I need to extract data from an incoming message that could be in any format. The extracted data to store is also dependent upon the format, i.e. format A could extract field X, Y, Z, but format B could extract field A, B, C. I also need to view Message B by searching for field C within the message.
Right now I'm configuring and storing a the extraction strategy (XSLT) and executing it at runtime when it's related format is encountered, but I'm storing the extracted data in an Oracle database as an XmlType column. Oracle seems to have pretty lax development/support for XmlType as it requires an old jar that forces you to use a pretty old DOM DocumentBuilderFactory impl (looks like Java 1.4 code), which collides with Spring 3, and doesn't play very nicely with Hibernate. The XML queries are slow and non-intuitive as well.
I'm concluding that Oracle with XmlType isn't a very good way to store the extracted data, so my question is, what is the best way to store the serialized/queryable data?
NoSQL (Cassandra, CouchDB, MongoDB, etc.)?
A JCR like JackRabbit?
A blob with manual de/serialization?
Another Oracle solution?
Something else??
One alterative that you haven't listed is using an XML Database. (Notice that Oracle is one of the ten or so XML database products.)
(Obviously, a blob type won't allow querying "inside" the persisted XML objects unless you read each blob instance into memory and do the querying there; e.g. using XSLT.)

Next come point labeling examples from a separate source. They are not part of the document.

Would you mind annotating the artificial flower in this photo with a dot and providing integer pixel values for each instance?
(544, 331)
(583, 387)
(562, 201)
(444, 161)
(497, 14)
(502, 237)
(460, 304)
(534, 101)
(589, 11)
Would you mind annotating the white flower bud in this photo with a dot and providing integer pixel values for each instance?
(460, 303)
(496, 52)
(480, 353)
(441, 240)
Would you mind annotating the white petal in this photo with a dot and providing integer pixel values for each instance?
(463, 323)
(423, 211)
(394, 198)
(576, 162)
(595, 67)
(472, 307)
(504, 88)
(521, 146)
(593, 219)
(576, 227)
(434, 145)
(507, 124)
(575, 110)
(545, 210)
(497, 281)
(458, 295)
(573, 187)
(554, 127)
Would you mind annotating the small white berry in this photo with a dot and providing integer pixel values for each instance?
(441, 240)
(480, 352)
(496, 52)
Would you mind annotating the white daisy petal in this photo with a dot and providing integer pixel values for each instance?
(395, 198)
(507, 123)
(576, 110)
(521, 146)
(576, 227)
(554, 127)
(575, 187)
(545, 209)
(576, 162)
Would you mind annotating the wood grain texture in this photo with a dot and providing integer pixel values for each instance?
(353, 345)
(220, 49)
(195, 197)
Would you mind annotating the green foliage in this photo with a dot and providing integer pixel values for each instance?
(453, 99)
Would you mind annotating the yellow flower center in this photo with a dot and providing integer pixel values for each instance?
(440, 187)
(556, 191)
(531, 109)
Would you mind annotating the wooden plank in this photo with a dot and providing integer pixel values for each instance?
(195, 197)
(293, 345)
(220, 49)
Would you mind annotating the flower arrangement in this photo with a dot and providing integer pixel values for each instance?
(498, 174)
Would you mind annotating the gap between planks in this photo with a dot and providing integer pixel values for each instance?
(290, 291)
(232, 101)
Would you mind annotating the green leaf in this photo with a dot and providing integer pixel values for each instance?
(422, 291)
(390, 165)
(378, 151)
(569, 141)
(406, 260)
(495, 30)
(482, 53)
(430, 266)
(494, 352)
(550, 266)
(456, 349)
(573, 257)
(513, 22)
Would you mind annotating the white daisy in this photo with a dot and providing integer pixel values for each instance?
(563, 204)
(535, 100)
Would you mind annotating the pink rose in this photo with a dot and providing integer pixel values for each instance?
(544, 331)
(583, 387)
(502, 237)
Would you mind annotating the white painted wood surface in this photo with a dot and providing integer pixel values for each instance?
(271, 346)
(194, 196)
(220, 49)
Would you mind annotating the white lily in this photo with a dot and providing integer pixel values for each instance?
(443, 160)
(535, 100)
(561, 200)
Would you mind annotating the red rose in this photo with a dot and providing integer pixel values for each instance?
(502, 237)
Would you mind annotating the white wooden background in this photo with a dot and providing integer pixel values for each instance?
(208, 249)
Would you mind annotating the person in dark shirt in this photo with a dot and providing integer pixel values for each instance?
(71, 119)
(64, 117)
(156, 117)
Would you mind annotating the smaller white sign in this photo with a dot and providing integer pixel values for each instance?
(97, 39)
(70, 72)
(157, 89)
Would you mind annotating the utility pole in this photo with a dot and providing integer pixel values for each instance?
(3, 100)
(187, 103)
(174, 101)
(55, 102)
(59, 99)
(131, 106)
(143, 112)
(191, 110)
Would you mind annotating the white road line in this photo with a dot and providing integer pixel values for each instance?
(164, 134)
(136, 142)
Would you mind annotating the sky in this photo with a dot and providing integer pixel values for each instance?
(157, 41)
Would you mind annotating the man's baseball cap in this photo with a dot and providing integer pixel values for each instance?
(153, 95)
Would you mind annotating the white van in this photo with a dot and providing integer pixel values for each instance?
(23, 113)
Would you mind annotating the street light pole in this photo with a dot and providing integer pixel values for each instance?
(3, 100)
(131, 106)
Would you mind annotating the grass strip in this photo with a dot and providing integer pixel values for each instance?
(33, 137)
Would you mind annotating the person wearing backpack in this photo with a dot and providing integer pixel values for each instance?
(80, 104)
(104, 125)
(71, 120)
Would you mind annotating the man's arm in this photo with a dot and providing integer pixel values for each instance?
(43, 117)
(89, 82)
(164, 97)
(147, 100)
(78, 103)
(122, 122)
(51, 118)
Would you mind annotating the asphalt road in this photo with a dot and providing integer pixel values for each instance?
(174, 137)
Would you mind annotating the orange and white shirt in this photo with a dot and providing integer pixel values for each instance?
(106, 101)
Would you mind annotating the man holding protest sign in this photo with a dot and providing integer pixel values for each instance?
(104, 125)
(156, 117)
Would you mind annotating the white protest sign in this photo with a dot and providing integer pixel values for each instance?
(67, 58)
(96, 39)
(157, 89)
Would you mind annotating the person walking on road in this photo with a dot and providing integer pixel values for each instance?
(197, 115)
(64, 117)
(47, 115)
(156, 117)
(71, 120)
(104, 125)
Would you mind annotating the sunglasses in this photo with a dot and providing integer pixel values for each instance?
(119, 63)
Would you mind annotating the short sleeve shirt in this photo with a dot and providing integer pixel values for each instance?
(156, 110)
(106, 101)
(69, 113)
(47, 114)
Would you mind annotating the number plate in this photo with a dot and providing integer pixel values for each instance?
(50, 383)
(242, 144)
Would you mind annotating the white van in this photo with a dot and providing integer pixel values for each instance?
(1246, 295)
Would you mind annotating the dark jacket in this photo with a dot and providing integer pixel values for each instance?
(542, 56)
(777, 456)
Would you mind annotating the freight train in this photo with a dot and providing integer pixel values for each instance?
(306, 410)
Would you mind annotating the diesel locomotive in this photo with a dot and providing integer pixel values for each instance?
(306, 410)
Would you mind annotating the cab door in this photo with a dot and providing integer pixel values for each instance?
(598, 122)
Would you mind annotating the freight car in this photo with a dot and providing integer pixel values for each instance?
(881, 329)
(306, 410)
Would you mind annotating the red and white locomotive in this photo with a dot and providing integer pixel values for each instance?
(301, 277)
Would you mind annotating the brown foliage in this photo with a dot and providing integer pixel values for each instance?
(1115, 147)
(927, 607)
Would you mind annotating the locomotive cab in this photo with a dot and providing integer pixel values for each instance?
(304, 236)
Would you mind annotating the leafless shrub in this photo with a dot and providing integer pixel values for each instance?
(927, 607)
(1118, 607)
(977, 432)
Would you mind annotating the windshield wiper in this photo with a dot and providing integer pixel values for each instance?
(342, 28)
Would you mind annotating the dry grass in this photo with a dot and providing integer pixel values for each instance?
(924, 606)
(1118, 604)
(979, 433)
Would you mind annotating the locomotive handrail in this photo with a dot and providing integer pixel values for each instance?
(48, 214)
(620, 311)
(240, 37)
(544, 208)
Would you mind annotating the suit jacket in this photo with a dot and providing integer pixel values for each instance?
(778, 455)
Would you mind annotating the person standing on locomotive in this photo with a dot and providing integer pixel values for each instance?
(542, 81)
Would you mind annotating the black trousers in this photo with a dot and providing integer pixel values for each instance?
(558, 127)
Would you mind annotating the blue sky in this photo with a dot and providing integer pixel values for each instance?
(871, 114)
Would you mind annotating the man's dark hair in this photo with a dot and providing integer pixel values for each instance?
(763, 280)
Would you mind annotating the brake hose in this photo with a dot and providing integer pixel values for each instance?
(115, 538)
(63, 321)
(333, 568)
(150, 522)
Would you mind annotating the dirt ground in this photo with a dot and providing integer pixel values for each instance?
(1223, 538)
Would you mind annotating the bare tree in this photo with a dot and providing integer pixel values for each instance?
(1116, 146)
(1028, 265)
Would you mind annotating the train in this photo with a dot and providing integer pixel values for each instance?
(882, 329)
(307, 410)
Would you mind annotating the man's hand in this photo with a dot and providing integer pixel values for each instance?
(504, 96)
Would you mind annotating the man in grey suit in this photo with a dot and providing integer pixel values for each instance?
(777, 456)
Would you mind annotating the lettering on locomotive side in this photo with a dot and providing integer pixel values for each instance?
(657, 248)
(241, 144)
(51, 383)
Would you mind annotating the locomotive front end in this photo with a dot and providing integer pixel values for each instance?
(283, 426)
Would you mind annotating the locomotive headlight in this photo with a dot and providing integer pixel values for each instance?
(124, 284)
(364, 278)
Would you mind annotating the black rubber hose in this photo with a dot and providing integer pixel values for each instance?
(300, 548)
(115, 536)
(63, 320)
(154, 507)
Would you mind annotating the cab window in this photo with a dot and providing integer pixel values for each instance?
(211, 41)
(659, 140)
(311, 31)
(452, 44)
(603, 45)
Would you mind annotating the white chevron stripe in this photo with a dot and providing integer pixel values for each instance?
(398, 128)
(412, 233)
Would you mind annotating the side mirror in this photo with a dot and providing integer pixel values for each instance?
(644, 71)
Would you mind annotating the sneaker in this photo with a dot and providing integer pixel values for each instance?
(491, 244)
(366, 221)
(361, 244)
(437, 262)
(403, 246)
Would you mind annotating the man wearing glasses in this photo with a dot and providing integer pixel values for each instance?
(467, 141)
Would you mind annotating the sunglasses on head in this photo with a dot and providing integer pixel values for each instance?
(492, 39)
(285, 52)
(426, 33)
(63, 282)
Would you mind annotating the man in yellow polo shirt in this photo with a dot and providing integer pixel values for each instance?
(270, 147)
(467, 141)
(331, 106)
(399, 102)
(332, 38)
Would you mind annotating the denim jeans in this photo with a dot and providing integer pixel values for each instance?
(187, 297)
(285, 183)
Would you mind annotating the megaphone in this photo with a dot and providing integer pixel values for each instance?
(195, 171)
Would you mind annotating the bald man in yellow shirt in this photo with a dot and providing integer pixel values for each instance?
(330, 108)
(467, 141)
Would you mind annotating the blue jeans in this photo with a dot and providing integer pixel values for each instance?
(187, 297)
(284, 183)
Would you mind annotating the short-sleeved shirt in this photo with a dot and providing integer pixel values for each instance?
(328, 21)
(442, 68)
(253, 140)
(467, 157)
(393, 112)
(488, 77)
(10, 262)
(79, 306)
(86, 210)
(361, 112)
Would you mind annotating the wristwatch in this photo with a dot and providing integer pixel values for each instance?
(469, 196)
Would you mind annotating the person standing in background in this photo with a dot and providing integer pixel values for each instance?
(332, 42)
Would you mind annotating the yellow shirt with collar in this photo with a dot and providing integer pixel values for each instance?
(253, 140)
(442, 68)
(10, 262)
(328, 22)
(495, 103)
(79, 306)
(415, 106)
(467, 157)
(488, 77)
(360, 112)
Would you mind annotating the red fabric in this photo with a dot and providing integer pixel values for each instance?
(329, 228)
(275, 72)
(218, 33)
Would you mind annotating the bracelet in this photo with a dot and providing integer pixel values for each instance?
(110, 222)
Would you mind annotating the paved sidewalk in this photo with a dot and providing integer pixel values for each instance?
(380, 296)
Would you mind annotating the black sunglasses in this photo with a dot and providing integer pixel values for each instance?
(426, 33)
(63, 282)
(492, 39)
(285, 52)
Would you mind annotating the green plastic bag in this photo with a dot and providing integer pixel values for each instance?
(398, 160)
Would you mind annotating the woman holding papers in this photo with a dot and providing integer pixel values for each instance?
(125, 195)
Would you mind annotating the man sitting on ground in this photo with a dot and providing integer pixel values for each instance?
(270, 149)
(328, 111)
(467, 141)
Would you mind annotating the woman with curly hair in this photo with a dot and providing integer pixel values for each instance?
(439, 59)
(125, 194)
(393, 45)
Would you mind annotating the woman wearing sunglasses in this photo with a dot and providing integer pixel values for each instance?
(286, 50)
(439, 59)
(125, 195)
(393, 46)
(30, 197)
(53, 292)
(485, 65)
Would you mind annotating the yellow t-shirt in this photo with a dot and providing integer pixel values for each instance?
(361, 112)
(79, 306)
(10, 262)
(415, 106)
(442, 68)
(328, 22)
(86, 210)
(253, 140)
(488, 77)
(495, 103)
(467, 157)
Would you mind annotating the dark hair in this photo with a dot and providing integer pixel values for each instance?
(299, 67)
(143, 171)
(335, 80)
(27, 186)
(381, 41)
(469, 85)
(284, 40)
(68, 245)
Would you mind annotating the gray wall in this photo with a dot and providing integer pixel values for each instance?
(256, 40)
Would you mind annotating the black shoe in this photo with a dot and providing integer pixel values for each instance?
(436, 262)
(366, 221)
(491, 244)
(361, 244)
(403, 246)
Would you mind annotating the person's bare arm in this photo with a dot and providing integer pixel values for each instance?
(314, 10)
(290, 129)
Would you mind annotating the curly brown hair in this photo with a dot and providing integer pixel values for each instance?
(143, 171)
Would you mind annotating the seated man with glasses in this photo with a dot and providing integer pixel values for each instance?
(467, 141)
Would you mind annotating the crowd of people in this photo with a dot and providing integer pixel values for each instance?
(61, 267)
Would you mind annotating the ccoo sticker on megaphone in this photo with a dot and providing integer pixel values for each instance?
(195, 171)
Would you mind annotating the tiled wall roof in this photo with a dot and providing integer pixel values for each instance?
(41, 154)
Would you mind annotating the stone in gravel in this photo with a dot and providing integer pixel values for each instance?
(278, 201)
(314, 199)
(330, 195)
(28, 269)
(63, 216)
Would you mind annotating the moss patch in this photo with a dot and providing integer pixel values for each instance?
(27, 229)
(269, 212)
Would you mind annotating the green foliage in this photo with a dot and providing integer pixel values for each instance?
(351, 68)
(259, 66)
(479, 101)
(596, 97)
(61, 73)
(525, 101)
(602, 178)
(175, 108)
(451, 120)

I have had great success in storing complex xml objects in PostgreSQL. Together with the functional index features, you can even create indexes on node values of the stored xml files, and use those indexes to do very fast lookups using index scans without having to reparse the XML file.
This however will only work if you know your query patterns, arbitrary xpath queries will be slow also.
Example (untested, contains syntax errors for sure):
Create a simple table:
create table test123 (
int serial primary key,
myxml text
)
Now lets assume you have xml documents like:
<test>
<name>Peter</name>
<info>Peter is a <i>very</i> good cook</info>
</test>
Now create a function index:
create index idx_test123_name on table123 using xpath(xml,"/test/name");
Now do you fast xml lookups:
SELECT xml FROM test123 WHERE xpath(xml,"/test/name") = 'Peter';
You should also consider creating an index using text_pattern_ops, so you can have fast prefix lookups like:
SELECT xml FROM test123 WHERE xpath(xml,"/test/name") like 'Pe%';